I have to read a binary file which contains 1300 images of 320*256 of uint16 pixels and convert this to a 3D array. The data is saved with little-endian mod so I read 2 bytes in a char and convert it into a double (to do some operation with it after). The saved data is on the following pattern:
Main header / Frame header1 / Frame1 / Frame header2 / Frame2 / etc.
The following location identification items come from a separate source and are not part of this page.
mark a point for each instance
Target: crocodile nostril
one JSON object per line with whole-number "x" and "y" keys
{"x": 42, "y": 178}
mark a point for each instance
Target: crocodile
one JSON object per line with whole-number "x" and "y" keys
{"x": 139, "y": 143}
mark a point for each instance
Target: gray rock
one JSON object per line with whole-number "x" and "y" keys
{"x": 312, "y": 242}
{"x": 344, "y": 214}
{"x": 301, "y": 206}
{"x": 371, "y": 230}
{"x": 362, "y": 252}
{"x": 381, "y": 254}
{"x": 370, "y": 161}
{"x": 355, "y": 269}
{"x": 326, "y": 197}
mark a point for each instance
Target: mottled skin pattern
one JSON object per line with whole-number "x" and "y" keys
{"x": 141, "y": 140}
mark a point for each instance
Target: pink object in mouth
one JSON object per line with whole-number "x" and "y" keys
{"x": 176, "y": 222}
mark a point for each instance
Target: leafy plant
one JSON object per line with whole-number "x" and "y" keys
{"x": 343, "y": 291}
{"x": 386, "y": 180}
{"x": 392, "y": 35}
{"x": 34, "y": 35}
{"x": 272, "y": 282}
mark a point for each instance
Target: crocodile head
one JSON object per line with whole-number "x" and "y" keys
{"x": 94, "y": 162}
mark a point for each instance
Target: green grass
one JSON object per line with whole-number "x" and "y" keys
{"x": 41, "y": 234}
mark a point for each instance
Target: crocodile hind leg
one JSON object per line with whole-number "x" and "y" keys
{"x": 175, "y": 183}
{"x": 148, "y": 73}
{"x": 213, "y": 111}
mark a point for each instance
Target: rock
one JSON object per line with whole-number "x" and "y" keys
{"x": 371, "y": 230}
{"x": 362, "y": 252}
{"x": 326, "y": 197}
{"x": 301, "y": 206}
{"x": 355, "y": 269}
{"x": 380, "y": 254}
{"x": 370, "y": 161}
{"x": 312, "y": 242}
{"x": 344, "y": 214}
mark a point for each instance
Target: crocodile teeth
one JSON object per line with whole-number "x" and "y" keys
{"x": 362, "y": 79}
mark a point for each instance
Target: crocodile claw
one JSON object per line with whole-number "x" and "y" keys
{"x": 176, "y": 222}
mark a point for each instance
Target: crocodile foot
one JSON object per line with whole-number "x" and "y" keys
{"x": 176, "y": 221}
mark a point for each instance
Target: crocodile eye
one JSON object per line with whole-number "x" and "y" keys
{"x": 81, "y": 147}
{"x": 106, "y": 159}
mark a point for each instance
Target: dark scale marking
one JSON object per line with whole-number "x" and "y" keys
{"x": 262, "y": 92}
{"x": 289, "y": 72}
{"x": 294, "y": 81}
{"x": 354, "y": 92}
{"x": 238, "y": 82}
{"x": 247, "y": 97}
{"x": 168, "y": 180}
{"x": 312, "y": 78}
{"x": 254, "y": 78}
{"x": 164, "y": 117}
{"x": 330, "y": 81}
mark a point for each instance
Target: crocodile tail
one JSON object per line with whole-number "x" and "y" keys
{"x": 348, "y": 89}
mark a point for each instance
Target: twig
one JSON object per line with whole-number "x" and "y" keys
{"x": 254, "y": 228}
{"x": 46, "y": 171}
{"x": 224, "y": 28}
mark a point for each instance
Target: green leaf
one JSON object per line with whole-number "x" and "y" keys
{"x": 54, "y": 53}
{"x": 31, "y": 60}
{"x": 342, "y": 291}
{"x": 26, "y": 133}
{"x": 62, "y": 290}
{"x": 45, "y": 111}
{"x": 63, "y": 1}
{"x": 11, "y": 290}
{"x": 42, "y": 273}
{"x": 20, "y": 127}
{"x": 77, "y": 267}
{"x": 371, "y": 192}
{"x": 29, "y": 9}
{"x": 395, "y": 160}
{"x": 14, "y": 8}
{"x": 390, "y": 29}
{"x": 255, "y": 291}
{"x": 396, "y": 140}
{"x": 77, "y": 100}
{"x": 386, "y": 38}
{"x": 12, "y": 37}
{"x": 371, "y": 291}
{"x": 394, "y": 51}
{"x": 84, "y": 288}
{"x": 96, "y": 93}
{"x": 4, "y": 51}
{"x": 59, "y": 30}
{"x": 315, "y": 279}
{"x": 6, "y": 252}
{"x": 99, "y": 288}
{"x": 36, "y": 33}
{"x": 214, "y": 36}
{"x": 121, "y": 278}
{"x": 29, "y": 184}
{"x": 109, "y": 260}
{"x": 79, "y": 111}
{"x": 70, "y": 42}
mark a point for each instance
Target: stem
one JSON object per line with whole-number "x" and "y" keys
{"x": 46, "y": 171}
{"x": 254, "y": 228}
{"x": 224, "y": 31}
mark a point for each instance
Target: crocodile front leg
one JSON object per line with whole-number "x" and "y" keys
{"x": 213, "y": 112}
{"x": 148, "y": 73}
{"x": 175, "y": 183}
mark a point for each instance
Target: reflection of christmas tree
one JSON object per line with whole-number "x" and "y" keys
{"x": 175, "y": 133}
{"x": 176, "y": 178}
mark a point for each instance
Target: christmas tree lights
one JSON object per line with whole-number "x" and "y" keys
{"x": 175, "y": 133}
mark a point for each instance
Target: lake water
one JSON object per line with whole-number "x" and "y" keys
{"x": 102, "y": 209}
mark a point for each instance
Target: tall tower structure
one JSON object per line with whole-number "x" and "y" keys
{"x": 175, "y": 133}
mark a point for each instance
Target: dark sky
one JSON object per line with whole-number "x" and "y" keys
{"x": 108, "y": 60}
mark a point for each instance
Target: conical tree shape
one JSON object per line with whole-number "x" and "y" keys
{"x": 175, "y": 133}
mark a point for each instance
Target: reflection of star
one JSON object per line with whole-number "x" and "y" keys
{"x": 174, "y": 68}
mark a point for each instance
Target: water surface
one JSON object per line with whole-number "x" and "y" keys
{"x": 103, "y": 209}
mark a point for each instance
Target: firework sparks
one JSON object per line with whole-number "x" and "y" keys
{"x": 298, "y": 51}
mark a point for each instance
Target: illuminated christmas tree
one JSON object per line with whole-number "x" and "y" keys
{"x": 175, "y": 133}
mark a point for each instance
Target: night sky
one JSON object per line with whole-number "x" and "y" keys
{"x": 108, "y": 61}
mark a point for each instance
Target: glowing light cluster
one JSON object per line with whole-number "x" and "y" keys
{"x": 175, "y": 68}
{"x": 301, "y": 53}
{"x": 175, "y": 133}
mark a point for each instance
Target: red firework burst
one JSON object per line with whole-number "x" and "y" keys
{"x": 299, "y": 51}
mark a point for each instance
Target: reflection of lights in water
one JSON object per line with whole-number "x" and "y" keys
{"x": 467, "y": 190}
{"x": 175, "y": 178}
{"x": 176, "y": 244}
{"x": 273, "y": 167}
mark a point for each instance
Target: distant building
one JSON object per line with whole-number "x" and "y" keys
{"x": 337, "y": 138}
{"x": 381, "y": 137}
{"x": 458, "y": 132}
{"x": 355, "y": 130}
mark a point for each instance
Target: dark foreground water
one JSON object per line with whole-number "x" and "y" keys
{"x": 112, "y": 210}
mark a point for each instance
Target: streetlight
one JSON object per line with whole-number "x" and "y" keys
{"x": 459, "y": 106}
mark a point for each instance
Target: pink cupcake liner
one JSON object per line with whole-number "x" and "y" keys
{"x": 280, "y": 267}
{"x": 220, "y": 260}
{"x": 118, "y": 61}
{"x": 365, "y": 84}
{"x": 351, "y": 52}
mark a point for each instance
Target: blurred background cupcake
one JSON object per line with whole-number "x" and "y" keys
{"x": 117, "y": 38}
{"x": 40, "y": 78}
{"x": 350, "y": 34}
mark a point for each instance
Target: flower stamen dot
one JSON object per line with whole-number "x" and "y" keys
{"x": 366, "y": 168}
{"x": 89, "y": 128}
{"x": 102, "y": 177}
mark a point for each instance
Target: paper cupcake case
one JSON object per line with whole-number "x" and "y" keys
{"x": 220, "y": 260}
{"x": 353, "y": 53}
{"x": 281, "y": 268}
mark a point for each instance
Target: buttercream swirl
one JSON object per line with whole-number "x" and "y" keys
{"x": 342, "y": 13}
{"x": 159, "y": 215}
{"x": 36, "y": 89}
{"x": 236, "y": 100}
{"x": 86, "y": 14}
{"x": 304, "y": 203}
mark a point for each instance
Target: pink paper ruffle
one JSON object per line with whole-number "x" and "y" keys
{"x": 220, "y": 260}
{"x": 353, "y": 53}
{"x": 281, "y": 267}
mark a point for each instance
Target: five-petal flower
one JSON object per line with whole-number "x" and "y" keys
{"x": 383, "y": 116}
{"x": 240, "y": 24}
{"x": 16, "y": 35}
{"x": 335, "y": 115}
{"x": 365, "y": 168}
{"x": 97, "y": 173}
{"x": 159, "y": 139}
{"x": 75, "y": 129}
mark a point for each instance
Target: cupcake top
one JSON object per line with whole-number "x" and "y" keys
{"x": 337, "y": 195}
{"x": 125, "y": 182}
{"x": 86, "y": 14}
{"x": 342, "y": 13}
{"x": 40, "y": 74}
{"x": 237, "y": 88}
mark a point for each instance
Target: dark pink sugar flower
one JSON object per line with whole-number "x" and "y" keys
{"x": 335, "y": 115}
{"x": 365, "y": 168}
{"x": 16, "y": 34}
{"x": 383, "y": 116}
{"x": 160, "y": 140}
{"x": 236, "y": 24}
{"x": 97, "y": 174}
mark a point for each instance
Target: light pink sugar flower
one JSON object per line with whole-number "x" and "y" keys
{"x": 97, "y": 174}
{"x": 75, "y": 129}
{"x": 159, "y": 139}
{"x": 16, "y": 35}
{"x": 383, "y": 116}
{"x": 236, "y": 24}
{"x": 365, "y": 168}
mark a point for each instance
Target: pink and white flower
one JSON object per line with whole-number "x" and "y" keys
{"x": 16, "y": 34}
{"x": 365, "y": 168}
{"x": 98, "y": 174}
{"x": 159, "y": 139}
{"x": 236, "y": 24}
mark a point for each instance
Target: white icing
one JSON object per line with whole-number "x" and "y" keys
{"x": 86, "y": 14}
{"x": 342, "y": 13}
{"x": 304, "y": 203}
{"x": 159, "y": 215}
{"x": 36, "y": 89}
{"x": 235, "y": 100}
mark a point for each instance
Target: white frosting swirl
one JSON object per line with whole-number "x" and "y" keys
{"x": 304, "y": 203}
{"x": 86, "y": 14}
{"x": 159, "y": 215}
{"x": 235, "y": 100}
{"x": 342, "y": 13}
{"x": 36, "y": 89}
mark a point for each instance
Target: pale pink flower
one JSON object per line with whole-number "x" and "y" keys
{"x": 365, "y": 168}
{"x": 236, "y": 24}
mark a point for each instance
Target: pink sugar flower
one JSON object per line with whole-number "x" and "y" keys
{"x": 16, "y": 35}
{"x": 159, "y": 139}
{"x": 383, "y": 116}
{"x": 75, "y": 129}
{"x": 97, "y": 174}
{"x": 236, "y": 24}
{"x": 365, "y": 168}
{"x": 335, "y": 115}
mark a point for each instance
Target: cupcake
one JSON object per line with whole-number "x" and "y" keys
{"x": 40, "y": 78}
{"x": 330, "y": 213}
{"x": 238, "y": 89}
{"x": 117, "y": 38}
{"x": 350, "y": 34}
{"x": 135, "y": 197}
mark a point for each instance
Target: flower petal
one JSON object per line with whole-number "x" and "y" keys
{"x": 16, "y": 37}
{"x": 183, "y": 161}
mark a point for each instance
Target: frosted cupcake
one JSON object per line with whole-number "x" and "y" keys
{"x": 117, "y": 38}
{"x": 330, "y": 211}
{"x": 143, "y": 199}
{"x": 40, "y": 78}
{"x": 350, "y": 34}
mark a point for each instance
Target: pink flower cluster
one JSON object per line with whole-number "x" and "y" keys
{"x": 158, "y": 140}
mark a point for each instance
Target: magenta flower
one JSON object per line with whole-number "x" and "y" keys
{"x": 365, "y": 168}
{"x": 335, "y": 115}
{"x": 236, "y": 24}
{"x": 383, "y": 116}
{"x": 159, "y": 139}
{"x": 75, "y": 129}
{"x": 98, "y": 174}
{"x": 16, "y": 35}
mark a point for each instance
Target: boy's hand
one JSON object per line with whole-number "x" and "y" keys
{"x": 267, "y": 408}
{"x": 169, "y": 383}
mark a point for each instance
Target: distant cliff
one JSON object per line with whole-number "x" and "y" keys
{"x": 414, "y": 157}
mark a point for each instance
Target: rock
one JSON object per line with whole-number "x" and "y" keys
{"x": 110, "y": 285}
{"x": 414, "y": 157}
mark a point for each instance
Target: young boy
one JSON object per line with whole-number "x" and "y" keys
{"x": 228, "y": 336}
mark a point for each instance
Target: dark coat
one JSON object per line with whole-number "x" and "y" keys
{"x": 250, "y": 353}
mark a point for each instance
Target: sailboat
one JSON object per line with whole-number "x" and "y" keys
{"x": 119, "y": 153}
Sorry I can't give you the file. My actual C++ code is :
EDIT : new version which take 4 seconds instead of 21
#include "stdafx.h"
#include <iostream>
#include "stdio.h"
#include <fstream>
#include <stdint.h>
using namespace std;
// Create a function to convert any size of data in little-endian mod
template<class T>
T my_ntoh_little(unsigned char* buf) {
const auto s = sizeof(T);
T value = 0;
for (unsigned i = 0; i < s; i++)
value |= buf[i] << CHAR_BIT * i;
return value;
}
int main()
{
ifstream is("Filename", ifstream::binary);
if (is) {
// Create 3D array to stock images
unsigned char data_char[2];
double ***data;
data = new double**[1299];
for (unsigned i = 0; i < 1299; i++) {
data[i] = new double*[256];
for (unsigned j = 0; j < 256; j++)
data[i][j] = new double[320];
}
// Pass main header
is.seekg(3000, is.beg);
// Read all data once
is.read(reinterpret_cast<char*>(data_char), length);
// Convert pixel by pixel from uchar to double
int buffer_image = width * height * 2;
int indice;
for (unsigned count = 0; count < count_frames; count++) {
indice = main_header_size + count * (frame_header_size + buffer_image) + frame_header_size;
for (unsigned i = 0; i < 256; i++){
for (unsigned j = 0; j < 320; j++) {
data[count][i][j] = my_ntoh_little<uint16_t>(data_char + indice);
indice += 2;
}
}
}
// De-Allocate memory to prevent memory leak
for (int i = 0; i < 1299; ++i) {
for (int j = 0; j < 256; ++j)
delete[] data[i][j];
delete[] data[i];
}
delete[] data;
}
return 0;
}
I already create a memory map in Python to read this file but in C++ I don't find how to achieve this goal. I try to do this because at now I need 21 seconds to read the file which is very long. I know in Python the reading with a memory map is under 0.1 seconds. I am looking for a solution equivalent, just faster than my actual way which is very too slow.
Code Python :
dt = [('headers', np.void, frame_header_size), ('frames', '<u2', (height, width))]
mmap = np.memmap(nom_fichier, dt, offset=main_header_size)
array2 = mmap['frames']
I thank you in advance for any advice/help.